The simultaneous presentation of these two very large and comprehensive cohorts of patients with NSTEMI included between 1994 and 2014 in prospective global RCTs or in a prospective continuous national registry with large differences in outcomes provides valuable perspectives on how to improve the understanding and treatment of the disease further. As stated many times before, a prospective RCT is ideal for comparative effectiveness of new treatments, but is usually performed in an idealized setting excluding patients at higher risk. An RCT usually has a short-term follow-up for 1–2 years, providing detailed and adjudicated information on all events. However, the overall event rates in RCTs usually are substantially lower than in an unselected populations.
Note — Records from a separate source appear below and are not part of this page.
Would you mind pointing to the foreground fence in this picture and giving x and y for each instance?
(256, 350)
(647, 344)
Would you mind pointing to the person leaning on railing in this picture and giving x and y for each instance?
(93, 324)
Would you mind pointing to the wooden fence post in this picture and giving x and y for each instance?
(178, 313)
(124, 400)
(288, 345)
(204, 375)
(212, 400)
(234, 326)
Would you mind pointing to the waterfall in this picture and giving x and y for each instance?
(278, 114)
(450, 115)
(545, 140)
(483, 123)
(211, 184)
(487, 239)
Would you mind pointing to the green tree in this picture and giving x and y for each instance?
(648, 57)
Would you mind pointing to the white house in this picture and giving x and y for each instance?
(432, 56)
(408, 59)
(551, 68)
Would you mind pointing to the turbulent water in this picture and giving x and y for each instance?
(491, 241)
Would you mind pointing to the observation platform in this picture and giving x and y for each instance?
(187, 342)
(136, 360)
Therefore, neither the effectiveness nor the risk of side effects might correspond to the results in a real-life population. Unselected cohorts from continuous registries with good coverage and complete long-term follow-up better represent the natural history of disease and its short- and long-term outcomes. The remaining causes of complications in NSTEMI, e.g. SD, might be indicated by detailed observation in RCTs, although their importance needs to be validated in other trials and observational cohorts because of the selected enrolment. The continued evaluation of unmet needs and opportunities for further improvement probably are easier and more reliable in unselected registry populations.
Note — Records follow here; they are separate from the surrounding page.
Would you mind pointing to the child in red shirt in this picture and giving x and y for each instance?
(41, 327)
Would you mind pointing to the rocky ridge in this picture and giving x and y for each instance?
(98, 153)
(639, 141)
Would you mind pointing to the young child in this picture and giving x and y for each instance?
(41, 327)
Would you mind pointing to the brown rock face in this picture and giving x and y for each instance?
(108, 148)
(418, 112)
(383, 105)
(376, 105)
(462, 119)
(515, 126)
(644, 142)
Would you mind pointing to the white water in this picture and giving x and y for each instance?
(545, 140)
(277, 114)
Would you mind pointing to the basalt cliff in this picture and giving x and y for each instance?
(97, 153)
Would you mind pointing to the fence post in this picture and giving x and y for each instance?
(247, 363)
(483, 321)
The large differences between the real-life NSTEMI patients and those included in RCTs also emphasize concerns for the relevance of the results when testing new treatments in very selected low-risk populations. There are obvious risks that the results from a selected RCT setting are not representative of the broad complex real-life population where the effects might be both smaller and larger than in the selected RCT cohorts. The testing of new treatments mainly in lower risk populations also carries risks of losing important information on both efficacy and safety that might have important influences on the further development and eventual approval of new treatments. In order to increase the chances of clear and relevant results, all trials should be encouraged as far as possible to include the whole target population. Such a strategy is both doable and very cost-effective by performing the RCTs embedded in continuous registries rather thean using the conventional approach.
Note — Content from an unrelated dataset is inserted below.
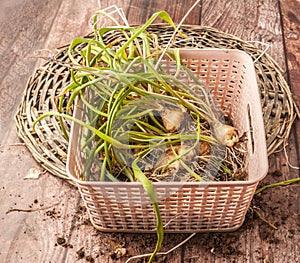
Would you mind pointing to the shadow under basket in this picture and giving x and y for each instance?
(187, 206)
Conflict of interest: L.W. has received institutional research grants from AstraZeneca, Bristol-Myers Squibb/Pfizer, Merck & Co, Roche, GlaxoSmithKline, and Boehringer Ingelheim, and consulting fees from Abbott; he holds two patents on GDF-15 licensed to Roche Diagnostics.

Table 1

Baseline characteristics in the TIMI NSTEMI 14 RCT cohort and the SWEDEHEART NSTEMI cohort

Cohort	TIMI 14 RCT NSTEMI	SWEDEHEART NSTEMI
Time	1994–2014	1995–2014
Number of patients	66 252	205 693
Days to inclusion median (IQR)	1 (1–4)	0 (0–0)
Follow-up days median (IQR)	372 (218–521)	365 (365–365)
Number of deaths	3147	38 366
Age median (IQR)	63 (55–71)	74 (64–82)
Female sex, %	30.1	37.5
Male sex, %	69.9	62.5
Prior history	All trials	Range over the years
Hypertension, %	66.4	37.1–67.9
Diabetes mellitus, %	28.2	23.4–28.8
Active smoking, %	31.3	17.9–19.8
Myocardial infarction, %	30.4	35.6–32.0
Stroke, %	4.2	10.7 – 13.6
Peripheral arterial disease, %	7.8	6.8 – 7.9
Heart failure, %	10.5	23.3 – 31.5
Prior medications	All trials	Range over the years
Beta-blocker, %	56.3	35.8–46.2
Calcium channel blocker, %	27.6	17.6–22.6
ACE-I or ARB, %	49.0	16.7–43.2
Aspirin %	71.7	39.7–48.0
Lipid-lowering agent, %	44.2	5.1–35.8

ACE-I, angiotensin-converting enzyme inhibitor; ARB, angiotensin receptor blocker; IQR, interquartile range.